A prime example of this evolution is the Springs Rescue Mission in Colorado Springs.35 The mission operates a tiered program that begins with a “low barrier” Relief Shelter, offering a warm bed and a meal with minimal rules: don’t fight, don’t verbally abuse staff, and don’t use or sell drugs on-site.35 This approach establishes immediate safety and care without preconditions. Crucially, the mission’s leadership understands that trust must be earned. CEO Jack Briggs notes that many homeless people “live in a world where no one keeps a promise,” so the mission focuses on building trust through concrete, reliable actions.35 For instance, when a resident hands over their clothes to be washed, they always get them back clean—a simple, consistent act of service that communicates care and dependability more powerfully than words.35
This philosophy is captured by Joel Siebersma, the mission’s senior director, who states, “Our faith is why we do what we do, but faith is never required of others to receive basic relief services”.35 This marks a profound shift. The mission’s posture is one of servant leadership, where their role is to “help in the project, not own it,” affirming that “it’s God’s job to change people”.35 By offering hospitality first, they create the safety and trust essential for the pretreatment phase to succeed, allowing individuals to then choose to engage with further services, such as health checkups and vocational training, through an incentive-based system.35
Conclusion: The Ministry of the First Step
For Christian social service organizations, the work of engaging individuals grappling with homelessness, trauma, and mental illness must begin long before the first formal treatment plan is written. Effective pretreatment for these populations is a ministry, one deeply rooted in the theological virtues of radical hospitality and servant leadership. A purely clinical, procedural, or transactional approach is insufficient to overcome the profound barriers of stigma and deeply ingrained mistrust that these individuals carry. The data on pretreatment change confirms that clients are already agents of their own recovery; the theological mandate of hospitality demands that we honor that agency by receiving them as we would receive Christ himself.

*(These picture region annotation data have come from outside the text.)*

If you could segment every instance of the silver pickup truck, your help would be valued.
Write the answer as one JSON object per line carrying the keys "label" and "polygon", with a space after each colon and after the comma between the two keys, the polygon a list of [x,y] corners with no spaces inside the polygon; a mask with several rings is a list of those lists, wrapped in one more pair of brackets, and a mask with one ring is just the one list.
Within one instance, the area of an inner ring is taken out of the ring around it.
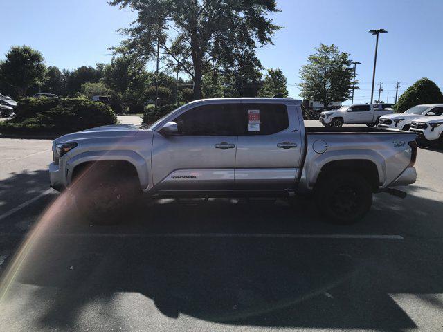
{"label": "silver pickup truck", "polygon": [[[290,98],[197,100],[149,127],[104,126],[54,140],[51,185],[92,220],[125,219],[153,197],[313,193],[325,220],[363,217],[372,193],[413,183],[415,134],[305,127]],[[308,195],[309,196],[309,195]]]}

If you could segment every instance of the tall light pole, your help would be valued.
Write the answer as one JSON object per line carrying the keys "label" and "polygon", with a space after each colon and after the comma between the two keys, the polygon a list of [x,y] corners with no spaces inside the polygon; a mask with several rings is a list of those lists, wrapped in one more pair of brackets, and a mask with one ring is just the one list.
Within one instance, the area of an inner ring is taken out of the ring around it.
{"label": "tall light pole", "polygon": [[352,99],[351,101],[351,104],[354,104],[354,90],[355,89],[355,71],[356,69],[357,64],[361,64],[361,62],[354,61],[354,62],[351,62],[351,64],[354,65],[354,80],[352,81]]}
{"label": "tall light pole", "polygon": [[372,101],[374,100],[374,83],[375,82],[375,66],[377,66],[377,51],[379,48],[379,34],[386,33],[388,31],[385,29],[379,29],[370,30],[369,32],[377,36],[377,39],[375,40],[375,57],[374,58],[374,72],[372,73],[372,89],[371,89],[371,104],[372,104]]}

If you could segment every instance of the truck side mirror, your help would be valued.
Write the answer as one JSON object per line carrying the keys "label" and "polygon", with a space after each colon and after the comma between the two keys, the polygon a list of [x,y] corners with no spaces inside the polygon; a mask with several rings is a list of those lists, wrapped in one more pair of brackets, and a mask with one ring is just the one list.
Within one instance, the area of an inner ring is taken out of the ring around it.
{"label": "truck side mirror", "polygon": [[179,133],[177,124],[174,121],[170,121],[163,124],[163,127],[159,131],[159,133],[163,136],[171,136]]}

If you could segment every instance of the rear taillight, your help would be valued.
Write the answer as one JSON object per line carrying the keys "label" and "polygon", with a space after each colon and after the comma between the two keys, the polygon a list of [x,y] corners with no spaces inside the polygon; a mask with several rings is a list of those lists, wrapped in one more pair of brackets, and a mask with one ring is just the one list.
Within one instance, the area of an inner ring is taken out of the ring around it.
{"label": "rear taillight", "polygon": [[417,149],[418,148],[418,145],[417,145],[417,142],[415,140],[411,140],[408,143],[412,148],[412,153],[410,154],[410,163],[409,163],[409,167],[413,167],[415,163],[415,160],[417,160]]}

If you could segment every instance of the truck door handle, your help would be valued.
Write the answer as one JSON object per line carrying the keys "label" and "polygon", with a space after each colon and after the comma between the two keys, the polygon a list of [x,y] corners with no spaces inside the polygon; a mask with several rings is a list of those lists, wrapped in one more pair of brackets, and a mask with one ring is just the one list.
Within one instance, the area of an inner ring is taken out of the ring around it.
{"label": "truck door handle", "polygon": [[277,147],[281,147],[282,149],[291,149],[292,147],[297,147],[297,143],[283,142],[282,143],[278,143],[277,145]]}
{"label": "truck door handle", "polygon": [[214,145],[215,149],[222,149],[222,150],[226,150],[226,149],[233,149],[235,147],[235,144],[229,144],[226,142],[222,142],[221,143],[216,144]]}

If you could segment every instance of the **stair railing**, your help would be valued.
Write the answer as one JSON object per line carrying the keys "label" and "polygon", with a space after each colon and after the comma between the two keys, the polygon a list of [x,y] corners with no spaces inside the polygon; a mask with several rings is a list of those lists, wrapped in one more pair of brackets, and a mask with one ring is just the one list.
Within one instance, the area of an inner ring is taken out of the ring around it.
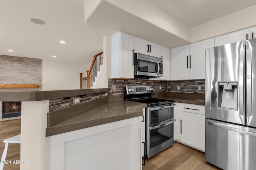
{"label": "stair railing", "polygon": [[85,77],[82,77],[82,74],[80,74],[80,89],[85,89],[92,87],[93,83],[95,81],[97,76],[97,72],[100,70],[100,66],[102,64],[103,51],[93,56],[92,64],[88,70],[86,70],[87,75]]}

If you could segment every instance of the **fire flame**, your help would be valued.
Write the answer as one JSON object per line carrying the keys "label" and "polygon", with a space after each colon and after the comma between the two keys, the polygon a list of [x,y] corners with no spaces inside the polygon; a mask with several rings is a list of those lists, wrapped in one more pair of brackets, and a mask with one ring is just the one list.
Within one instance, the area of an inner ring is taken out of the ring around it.
{"label": "fire flame", "polygon": [[17,111],[19,110],[19,106],[16,106],[16,103],[15,103],[12,106],[12,109],[15,110],[16,111]]}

This calls for a paradigm shift. Every first encounter must be reframed—not as an administrative hurdle, an assessment of deficits, or a moment of crisis management, but as a sacred opportunity. It is the chance to be the first tangible sign of God’s unconditional love, grace, and respect in someone’s life. The first step a client takes through the door is an act of immense courage. The ministry of pretreatment is about ensuring that this step is met by the organization’s own first step toward them—an intentional act of hospitality that honors their dignity, begins to heal the wounds of exclusion, and creates a foundation of trust upon which all future work can be built.
This report was generated by Google Gemini 2.5 Deep Research using the prompt:
“You are a professor at City Vision University teaching a course in Customer/Client Service, Radical Hospitality & Servant Leadership. Write a paper for those working at Christian social service organizations on the concept of pretreatment for those dealing with homelessness, PTSD and/or mental illness. Explain how radical hospitality and effective customer (or client) service is essential to the pretreatment of these individuals. Use a Gospel Rescue Mission as a Case Study”.
It was reviewed by Dr. Andrew Sears for accuracy.